This year, for the first time, the Design School at London College of Communication offered students the opportunity to become British Council Venice Fellows and to work at the British Pavilion during the Venice Biennale, one of the world’s most prestigious cultural events.

The Venice Fellowships were set up by the British Council to strengthen the British Pavilion as a platform for ideas, research, education and collaboration. Fellows divide their time between invigilating the British Pavilion and pursuing individual research shaped by the focus of the biennale. This year the theme of the 16th International Architecture Exhibition is ‘Freespace’, an exploration of unfinished, reused or co-opted spaces which have been re-imagined in creative, informal and improvised ways.

Venice Fellows are supported by a grant, co-funded by the British Council and London College of Communication, which covers travel, accommodation and subsistence costs for a month. Fellows are selected through a competitive application process via LCC and then interviewed by the British Council. Successful candidates were Laura Fogar from MA Graphic Branding and Identity, Cate Rickards from MA Graphic Media Design and Claire Alexis from MA Interaction Design Communication.

Dr Nicky Ryan, Dean of Design visited Laura Fogar in Venice to find out what it was like to be a Fellow and to see if she had any advice for future applicants…

The sun was shining across a sparkling lagoon when I met Laura outside of the British Pavilion in the Venice Giardini. She began by taking me on a tour of the pavilion, explaining the theme of ‘Island’ and the influences which had inspired its creation by Caruso St John Architects and artist Marcus Taylor. This year the British Pavilion has caused some controversy by leaving the original galleries empty, bar the traces of previous exhibitions, while constructing a new temporary space on the roof, open to the skies, surrounded by trees and offering magnificent views.

After my tour, we ascended the scaffolding stairs to the elevated piazza and found a space in the shade to talk about Laura’s experiences of being a Venice Fellow and what she had learned so far. Laura told me that her responsibilities in terms of invigilation included looking after visitors and engaging them with the exhibition; housekeeping, health and safety and working as part of a team to ensure that everything runs smoothly. She invigilates for four days and has three days to undertake her personal research.

Laura’s research for her Masters Final Project was particularly relevant to the theme of Freespace as it was about preserving empty spaces and highlighting their importance to the urban landscape. During her time as a Venice Fellow she is using her personal experience of the exhibition to think about ways that institutions can communicate complex concepts to global audiences. Peer feedback and crits are supporting her in the development of this work which she will exhibit in the British Council exhibition and a group show with other Fellows.

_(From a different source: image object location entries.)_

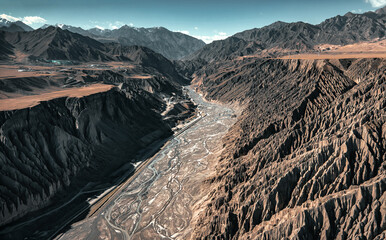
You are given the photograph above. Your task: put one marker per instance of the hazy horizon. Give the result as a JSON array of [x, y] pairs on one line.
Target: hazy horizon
[[205, 20]]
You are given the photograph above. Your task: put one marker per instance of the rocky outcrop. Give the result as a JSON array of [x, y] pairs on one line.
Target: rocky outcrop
[[282, 38], [62, 144], [306, 159], [172, 45]]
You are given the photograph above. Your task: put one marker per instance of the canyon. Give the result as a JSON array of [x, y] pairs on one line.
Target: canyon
[[273, 133]]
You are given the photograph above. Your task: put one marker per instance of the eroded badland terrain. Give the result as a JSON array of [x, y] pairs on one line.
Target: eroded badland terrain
[[281, 135]]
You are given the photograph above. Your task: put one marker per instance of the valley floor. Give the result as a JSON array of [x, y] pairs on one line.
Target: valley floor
[[158, 203]]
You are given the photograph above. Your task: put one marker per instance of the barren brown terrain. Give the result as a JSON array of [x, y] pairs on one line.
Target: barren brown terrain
[[33, 100]]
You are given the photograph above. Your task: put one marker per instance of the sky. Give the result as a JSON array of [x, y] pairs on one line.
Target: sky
[[205, 19]]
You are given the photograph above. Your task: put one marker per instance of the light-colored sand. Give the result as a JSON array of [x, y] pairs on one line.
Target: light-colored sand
[[141, 76], [335, 56], [33, 100]]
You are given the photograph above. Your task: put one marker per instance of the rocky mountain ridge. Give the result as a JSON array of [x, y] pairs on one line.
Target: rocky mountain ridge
[[306, 158], [172, 45], [281, 37]]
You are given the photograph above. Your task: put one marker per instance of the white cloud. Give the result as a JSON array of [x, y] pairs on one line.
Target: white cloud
[[9, 18], [209, 39], [377, 3], [182, 31], [357, 11], [27, 20], [115, 25], [33, 19]]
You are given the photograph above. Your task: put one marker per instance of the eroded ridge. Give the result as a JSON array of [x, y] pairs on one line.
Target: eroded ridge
[[158, 203]]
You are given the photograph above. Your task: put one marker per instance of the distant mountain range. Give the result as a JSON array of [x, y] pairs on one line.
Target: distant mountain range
[[18, 26], [173, 45], [298, 36]]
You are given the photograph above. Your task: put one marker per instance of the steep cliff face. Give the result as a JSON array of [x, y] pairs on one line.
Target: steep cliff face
[[306, 159], [70, 141]]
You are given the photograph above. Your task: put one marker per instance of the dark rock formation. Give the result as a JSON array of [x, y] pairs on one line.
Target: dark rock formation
[[17, 26], [297, 37], [172, 45], [306, 159]]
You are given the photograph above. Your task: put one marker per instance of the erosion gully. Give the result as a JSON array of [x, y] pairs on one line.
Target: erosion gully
[[157, 204]]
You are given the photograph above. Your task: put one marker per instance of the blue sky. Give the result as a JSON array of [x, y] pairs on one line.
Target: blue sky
[[205, 19]]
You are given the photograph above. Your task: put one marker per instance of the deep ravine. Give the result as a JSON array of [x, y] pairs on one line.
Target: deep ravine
[[158, 203]]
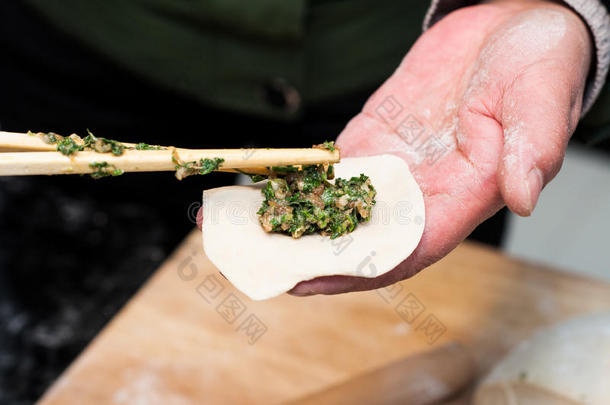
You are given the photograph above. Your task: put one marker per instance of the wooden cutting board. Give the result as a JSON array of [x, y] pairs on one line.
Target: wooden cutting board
[[188, 337]]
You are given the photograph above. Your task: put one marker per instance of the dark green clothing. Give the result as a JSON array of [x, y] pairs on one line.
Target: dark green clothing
[[231, 54], [266, 57]]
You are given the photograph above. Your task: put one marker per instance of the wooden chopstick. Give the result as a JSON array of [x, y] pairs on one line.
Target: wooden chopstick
[[46, 161]]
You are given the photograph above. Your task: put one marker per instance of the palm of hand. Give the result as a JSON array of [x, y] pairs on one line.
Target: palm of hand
[[481, 108]]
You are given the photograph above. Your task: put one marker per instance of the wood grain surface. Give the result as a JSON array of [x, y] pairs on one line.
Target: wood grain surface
[[188, 337]]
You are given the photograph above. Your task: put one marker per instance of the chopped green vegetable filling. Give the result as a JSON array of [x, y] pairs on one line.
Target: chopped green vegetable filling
[[202, 167], [104, 169], [145, 146], [330, 145], [305, 202], [74, 143], [67, 146]]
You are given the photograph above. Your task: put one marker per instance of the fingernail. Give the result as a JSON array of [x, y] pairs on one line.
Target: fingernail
[[534, 184]]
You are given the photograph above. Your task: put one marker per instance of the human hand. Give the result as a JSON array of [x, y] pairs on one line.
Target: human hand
[[501, 86]]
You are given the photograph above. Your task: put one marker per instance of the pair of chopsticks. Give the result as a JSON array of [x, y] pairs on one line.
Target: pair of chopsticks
[[28, 154]]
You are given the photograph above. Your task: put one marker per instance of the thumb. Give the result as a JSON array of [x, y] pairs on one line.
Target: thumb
[[538, 116]]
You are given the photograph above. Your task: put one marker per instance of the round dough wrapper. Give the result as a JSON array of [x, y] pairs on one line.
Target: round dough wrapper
[[263, 265], [566, 364]]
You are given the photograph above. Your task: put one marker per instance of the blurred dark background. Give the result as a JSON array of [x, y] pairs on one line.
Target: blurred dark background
[[73, 250]]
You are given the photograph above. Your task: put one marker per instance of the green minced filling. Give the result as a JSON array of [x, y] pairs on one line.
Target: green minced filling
[[72, 144], [104, 169], [304, 202], [201, 167]]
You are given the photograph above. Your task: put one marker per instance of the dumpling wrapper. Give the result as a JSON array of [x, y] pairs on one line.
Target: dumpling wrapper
[[263, 265]]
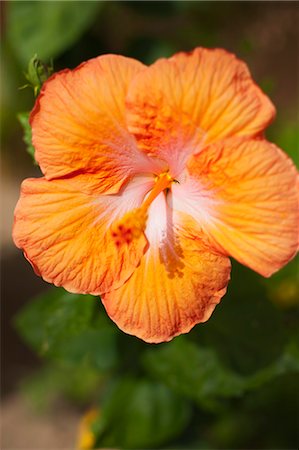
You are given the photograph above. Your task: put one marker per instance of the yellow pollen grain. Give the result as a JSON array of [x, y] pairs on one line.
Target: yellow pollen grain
[[133, 223]]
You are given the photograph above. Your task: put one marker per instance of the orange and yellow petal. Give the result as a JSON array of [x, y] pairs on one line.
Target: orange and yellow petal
[[78, 123], [63, 227], [177, 284], [244, 193], [177, 105]]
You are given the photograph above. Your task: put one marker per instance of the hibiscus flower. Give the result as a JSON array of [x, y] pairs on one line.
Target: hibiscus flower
[[153, 177]]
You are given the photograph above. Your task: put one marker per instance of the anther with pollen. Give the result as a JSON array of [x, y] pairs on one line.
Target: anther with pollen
[[133, 223]]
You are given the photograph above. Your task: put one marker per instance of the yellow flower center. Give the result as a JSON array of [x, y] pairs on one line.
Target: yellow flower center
[[133, 223]]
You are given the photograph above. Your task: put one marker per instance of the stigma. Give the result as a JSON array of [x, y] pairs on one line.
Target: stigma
[[133, 223]]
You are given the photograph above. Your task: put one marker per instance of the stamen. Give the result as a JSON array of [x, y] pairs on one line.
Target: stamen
[[133, 223]]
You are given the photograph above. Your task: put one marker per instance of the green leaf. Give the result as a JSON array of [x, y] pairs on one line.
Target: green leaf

The main benefits of the Fellowship from Laura’s perspective have been working with and learning from colleagues from a diversity of disciplines, building a network of contacts, experiencing team work, understanding how large exhibitions and their related communications function, working with international audiences and having the opportunity to live in Venice, a UNESCO World Heritage site. She says that being part of the Biennale has been inspiring and provided a space for critical reflection and personal development.

Before I said goodbye to Laura, her closing advice to future applicants was “This is a great opportunity. Do not consider a Venice Fellowship to be a distraction from progressing your career aspirations and getting a job. Being a Venice Fellow is a real job and so much more! This is a once in a lifetime opportunity to work in an amazing setting with enthusiastic colleagues and to be part of a friendly, dynamic and creative community.”